Мне жутко захотелось нарядиться Аполлоном и упиться жалостью к себе, но пришлось бы слишком долго обмазываться золотой краской. Почему все смертные думают, что я золотой? То есть, конечно, такое возможно, но блеск золота отвлекал бы внимание от моей потрясающей природной красоты. Поправка: от моей
Наконец нам попалась гардеробная с диваном. Я сдвинул гору вечерних платьев и велел Пайпер сесть. Затем достал помятый квадратик амброзии и приказал ей его съесть. (Ничего себе, оказывается, я умею командовать, когда нужно. Хотя бы этой божественной силы меня не лишили.)
Пока Пайпер жевала энергетический батончик для богов, я уныло разглядывал вешалки с дизайнерскими нарядами.
– Ну почему здесь нет обуви?! Это же гардероб!
– Да брось, Аполлон. – Пайпер поерзала на диване и поморщилась. – Всем известно, что для обуви нужна отдельная суперъяхта.
– Даже не понимаю, шутишь ты или нет.
Она взяла чудесное платье Стеллы Маккартни из алого шелка с глубоким вырезом:
– Симпатично.
Стиснув зубы от усилия, она достала кинжал и разрезала платье сверху донизу.
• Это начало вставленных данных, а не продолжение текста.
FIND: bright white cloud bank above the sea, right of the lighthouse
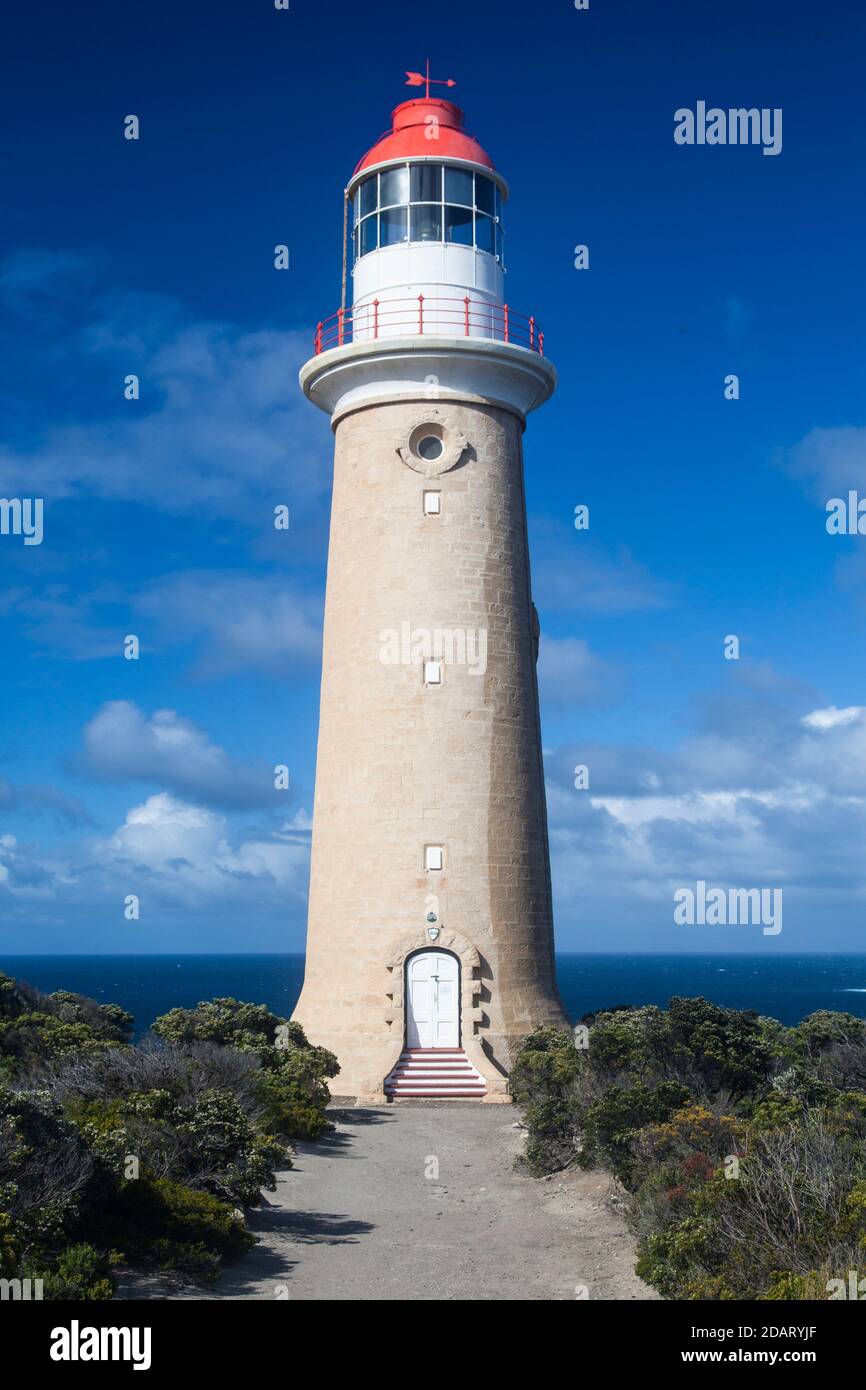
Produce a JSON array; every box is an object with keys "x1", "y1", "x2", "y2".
[{"x1": 546, "y1": 689, "x2": 866, "y2": 951}]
– Приятное ощущение, – заключила она.
На мой взгляд, это было глупо. Калигуле не навредишь, портя его вещи. У него было все, чего только можно пожелать. Да и Пайпер, похоже, легче не стало. Благодаря амброзии она хоть немного порозовела. Помутневшие от боли глаза прояснились. Но смотрела она так же грозно, как и ее мать, когда при ней хвалили красоту Скарлетт Йоханссон. (Совет: никогда не говорите о Скарлетт Йоханссон в присутствии Афродиты.)
– Почему ты спела наемникам именно эту песню? – осмелился спросить я. – «Жизнь-иллюзия»?